All things considered though, President Biden’s address had numerous ‘takes’ of a positive nature that marked his final address to the UN as quite memorable. He was emphatic, for instance, that violence in the conflict zones of the world needed to be ended without further delay. For example, he went on record that, ‘Now is the time to end the Gaza war’, and ‘peace is still possible in the Ukraine.’ Likewise, ‘a diplomatic solution is possible to the Israel-Lebanon conflict.’

However, considering that the US is very much a party to many of the ongoing conflicts in view of the alliances it has formed with some aggressor states, the observer cannot be faulted for seeing the US President’s pronouncements as being tinged with some irony. After all, it is well within the US’ capabilities to ensure an end to many of the on-going conflicts by compelling its allies to consider getting on to the path of negotiations. Why isn’t it doing so?

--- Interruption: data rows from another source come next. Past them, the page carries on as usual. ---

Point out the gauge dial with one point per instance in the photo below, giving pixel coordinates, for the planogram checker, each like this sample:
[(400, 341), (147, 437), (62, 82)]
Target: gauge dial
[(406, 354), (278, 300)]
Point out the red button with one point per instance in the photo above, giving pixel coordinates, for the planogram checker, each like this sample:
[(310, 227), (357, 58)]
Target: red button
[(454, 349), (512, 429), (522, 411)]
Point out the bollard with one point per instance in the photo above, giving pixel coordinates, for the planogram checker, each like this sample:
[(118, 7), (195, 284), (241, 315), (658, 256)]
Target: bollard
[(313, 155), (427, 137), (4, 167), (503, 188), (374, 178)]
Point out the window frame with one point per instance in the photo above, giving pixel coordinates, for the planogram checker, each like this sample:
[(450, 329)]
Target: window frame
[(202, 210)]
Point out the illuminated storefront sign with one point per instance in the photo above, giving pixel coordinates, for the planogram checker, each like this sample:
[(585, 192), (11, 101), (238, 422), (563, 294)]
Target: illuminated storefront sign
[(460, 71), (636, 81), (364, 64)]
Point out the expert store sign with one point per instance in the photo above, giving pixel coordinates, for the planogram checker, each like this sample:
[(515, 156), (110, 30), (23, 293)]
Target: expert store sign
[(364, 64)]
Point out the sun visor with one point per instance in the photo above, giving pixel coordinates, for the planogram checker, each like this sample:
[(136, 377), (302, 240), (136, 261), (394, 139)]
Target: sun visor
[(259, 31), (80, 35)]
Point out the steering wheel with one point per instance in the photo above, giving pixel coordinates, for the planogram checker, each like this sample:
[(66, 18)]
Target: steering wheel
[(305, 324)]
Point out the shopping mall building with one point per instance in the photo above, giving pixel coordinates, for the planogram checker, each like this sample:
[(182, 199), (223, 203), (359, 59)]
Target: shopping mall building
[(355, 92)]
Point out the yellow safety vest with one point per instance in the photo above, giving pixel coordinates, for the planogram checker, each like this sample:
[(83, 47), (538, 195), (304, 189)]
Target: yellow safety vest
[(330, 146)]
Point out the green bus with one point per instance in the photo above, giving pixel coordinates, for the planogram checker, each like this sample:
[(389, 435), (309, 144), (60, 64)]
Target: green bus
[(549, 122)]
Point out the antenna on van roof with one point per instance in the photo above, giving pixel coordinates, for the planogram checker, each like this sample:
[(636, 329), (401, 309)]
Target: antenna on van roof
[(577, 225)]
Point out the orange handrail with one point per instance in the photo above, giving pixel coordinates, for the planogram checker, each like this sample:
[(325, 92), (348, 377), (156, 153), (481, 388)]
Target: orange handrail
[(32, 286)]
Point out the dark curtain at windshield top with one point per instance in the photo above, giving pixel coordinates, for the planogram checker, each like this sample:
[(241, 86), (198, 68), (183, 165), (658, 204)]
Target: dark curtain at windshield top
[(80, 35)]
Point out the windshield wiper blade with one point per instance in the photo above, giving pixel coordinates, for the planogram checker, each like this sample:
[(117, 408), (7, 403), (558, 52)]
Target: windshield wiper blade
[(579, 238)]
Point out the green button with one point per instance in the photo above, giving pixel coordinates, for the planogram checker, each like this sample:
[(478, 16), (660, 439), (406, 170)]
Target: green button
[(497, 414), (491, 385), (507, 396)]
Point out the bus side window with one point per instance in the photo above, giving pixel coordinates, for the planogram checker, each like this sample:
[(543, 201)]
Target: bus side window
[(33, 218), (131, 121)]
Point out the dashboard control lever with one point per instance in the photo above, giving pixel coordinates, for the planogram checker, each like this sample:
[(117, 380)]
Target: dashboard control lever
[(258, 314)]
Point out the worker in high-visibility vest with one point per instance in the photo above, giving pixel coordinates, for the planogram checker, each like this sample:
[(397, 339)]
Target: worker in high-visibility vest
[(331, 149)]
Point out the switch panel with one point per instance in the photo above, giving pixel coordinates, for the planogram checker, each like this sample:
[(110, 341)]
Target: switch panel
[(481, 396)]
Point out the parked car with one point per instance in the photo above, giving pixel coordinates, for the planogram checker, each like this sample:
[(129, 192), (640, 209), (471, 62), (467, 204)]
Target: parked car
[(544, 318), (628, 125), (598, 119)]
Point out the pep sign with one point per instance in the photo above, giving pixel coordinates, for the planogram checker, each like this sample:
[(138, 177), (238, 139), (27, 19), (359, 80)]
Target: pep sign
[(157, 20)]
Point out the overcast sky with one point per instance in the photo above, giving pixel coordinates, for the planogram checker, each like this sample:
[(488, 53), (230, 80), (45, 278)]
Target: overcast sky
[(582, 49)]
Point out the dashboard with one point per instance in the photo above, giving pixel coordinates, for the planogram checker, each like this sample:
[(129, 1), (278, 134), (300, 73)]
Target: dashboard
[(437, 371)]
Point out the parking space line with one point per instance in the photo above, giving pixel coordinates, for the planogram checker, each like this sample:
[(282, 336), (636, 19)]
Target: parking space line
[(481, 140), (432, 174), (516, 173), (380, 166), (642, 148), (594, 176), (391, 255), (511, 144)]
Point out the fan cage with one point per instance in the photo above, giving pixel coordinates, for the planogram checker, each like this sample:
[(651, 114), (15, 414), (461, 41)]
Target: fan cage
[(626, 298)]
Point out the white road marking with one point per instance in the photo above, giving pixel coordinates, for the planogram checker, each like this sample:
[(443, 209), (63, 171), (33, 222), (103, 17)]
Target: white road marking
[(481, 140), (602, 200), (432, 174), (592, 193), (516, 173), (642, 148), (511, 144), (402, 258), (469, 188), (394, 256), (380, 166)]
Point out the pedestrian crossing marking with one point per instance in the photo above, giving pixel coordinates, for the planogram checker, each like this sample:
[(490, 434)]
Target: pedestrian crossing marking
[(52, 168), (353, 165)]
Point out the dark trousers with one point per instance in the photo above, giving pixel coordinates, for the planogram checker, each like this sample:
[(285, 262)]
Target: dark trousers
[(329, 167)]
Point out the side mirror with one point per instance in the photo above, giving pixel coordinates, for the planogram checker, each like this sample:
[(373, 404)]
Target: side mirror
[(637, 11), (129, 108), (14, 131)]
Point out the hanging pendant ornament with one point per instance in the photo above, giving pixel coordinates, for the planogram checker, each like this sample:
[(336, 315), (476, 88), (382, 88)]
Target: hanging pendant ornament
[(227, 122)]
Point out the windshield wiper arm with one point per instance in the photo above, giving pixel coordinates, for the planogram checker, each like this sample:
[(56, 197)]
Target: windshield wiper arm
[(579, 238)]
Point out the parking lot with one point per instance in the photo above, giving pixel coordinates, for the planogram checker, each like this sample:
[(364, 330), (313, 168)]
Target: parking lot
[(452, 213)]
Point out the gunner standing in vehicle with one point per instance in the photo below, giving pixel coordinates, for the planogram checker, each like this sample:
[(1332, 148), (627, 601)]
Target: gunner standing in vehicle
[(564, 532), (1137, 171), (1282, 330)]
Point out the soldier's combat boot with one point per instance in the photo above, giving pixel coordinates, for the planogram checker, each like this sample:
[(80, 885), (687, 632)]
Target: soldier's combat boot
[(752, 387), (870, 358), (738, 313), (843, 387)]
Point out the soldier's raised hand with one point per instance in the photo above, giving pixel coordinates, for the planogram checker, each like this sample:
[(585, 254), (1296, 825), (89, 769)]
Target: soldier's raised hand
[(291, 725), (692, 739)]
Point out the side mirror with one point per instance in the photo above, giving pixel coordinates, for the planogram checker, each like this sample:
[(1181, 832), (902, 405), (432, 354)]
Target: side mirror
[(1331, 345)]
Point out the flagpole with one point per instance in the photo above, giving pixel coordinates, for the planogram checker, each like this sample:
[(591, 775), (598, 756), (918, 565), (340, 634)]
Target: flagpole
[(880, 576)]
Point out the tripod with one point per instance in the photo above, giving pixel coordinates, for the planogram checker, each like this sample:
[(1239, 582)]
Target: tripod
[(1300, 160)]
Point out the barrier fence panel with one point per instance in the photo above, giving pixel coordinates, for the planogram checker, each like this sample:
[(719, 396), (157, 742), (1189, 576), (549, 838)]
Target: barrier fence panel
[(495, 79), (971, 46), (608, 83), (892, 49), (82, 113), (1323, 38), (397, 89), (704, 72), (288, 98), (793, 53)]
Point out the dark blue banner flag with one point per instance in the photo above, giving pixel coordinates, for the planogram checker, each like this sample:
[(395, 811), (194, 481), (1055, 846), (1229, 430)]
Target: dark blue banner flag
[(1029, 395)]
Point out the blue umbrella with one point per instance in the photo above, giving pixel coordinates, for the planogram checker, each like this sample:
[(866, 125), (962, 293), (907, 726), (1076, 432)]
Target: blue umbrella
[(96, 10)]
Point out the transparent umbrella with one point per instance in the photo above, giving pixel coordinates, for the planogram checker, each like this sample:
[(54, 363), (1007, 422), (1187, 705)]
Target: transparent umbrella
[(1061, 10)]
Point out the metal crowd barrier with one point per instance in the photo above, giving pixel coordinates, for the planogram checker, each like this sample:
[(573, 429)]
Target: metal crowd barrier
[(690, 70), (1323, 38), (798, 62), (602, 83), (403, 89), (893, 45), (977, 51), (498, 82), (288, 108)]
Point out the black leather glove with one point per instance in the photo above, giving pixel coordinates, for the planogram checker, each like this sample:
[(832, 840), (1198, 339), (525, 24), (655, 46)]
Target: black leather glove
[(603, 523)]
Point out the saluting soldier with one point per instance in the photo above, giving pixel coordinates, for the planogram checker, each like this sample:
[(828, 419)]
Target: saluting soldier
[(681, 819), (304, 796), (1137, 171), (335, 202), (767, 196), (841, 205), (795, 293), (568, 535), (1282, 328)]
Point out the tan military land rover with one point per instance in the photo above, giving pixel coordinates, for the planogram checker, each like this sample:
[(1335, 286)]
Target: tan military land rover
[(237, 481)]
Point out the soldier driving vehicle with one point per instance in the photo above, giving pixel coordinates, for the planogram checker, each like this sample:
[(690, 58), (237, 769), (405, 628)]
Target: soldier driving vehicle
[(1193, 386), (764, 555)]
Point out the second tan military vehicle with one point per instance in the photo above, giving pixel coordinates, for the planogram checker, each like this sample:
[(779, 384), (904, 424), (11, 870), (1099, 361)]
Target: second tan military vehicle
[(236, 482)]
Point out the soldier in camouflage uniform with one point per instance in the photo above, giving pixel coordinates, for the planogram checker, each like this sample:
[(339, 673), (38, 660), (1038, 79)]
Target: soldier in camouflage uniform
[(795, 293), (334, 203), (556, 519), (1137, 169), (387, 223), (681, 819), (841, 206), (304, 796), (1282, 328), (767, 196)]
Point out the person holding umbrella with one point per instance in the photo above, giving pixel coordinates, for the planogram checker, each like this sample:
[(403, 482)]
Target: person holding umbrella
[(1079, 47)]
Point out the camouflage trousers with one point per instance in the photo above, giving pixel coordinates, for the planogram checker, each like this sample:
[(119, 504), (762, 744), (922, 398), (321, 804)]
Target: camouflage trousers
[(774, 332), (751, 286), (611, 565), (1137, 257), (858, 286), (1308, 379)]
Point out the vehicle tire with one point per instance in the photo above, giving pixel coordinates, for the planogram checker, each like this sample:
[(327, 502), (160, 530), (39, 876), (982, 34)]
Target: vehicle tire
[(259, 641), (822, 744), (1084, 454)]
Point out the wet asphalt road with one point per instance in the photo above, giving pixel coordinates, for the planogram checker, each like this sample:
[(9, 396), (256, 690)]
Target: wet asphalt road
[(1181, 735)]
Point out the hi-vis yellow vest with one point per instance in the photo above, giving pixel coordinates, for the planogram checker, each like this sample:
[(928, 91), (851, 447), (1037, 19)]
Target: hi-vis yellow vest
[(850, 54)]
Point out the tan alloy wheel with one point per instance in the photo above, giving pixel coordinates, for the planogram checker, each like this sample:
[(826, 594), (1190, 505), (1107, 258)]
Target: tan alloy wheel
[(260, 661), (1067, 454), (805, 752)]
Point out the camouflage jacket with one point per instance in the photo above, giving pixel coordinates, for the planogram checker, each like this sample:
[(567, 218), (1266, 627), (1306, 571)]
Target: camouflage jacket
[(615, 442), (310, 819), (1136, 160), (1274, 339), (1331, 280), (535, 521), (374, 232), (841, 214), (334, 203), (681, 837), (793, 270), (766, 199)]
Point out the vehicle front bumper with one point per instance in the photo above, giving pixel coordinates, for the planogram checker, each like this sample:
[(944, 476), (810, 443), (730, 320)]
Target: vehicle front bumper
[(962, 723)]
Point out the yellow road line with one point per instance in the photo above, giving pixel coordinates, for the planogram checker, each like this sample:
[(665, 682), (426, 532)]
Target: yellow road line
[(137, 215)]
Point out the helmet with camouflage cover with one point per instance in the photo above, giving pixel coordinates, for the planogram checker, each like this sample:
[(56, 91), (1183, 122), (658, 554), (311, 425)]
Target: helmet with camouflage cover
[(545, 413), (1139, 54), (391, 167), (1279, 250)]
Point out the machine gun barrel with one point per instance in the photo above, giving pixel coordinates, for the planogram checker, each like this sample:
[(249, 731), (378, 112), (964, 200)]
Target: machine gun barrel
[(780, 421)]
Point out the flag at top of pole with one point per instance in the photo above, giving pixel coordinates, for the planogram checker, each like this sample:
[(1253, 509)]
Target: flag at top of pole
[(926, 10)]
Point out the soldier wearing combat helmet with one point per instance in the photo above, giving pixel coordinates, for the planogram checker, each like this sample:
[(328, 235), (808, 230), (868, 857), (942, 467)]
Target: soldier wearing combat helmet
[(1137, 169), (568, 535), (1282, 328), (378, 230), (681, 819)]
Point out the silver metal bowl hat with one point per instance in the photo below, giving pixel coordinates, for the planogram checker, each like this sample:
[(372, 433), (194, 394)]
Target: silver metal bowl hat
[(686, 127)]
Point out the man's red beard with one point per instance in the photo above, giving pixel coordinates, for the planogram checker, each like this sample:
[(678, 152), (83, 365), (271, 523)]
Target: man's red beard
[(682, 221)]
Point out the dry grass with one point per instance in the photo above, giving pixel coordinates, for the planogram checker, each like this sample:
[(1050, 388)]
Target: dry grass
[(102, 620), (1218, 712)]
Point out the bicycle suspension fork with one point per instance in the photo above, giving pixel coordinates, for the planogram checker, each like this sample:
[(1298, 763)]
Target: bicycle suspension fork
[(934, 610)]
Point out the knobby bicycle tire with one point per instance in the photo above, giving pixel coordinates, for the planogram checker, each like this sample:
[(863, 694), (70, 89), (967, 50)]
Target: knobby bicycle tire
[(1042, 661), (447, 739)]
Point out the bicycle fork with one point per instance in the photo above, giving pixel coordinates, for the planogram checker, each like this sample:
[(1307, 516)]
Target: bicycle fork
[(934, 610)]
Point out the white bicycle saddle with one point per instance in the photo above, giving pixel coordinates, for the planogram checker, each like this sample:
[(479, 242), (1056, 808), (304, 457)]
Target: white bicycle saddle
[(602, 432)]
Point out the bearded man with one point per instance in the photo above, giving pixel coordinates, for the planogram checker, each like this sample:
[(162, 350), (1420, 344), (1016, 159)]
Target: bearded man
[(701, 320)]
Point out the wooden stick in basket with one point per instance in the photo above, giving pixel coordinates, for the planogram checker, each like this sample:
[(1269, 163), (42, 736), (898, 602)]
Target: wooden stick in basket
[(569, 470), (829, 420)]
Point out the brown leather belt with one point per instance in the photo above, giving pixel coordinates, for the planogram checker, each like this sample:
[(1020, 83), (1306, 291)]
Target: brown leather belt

This is the poser that is begging for an answer. It could very well be that it is in the US’ interests to ensure the continuation of these conflicts. It is up to the US to prove the fallaciousness of this line of thinking.

It was encouraging for the humanist, though, to note that the US President was supportive of Palestinian statehood, while also fully subscribing to the ‘Two State’ solution in the Middle East. Thus, most of the ideational inputs could be considered as being in place for a US-driven fresh Middle Eastern peace initiative. All that’s left for the US to do is to translate its ideas into policy and to firmly implement such policy. Any delays in pursuing this course of action could open the US to the charge of being duplicitous.

Of equal positive import as the above pronouncements was President Biden’s support for UN reform and the broad-basing of the UN Security Council (UNSC). Here’s an issue on which almost the entirety of the international community could unite.

The US is on record that it favours India being inducted into the UNSC. India would prove an asset for particularly the South as a consequence being a permanent member of the UNSC but there are many more major states whose membership of the UNSC could help greatly in blunting the disproportionate power and influence currently being wielded by the original five permanent members of the UNSC. Three of these are, South Africa, Brazil and Indonesia.

Now that no less a political personality than the US President has broached the subject of UN reform, progressive sections the world over would need to keep the issue alive by constantly compelling the US to deliver on its commitment through the application of moral pressure and other legitimate means. They are bound to have a good ally in these efforts in the form of India.

The time is also right for the urgent resuscitation of global peace movements. Such movements played a considerable role in ending the Vietnam War and other such prolonged conflicts that had an eroding impact on humanity. The world needs to view with dread the disfigurement of the human that war brings about and which was so evocatively put into words by W.B. Yeats.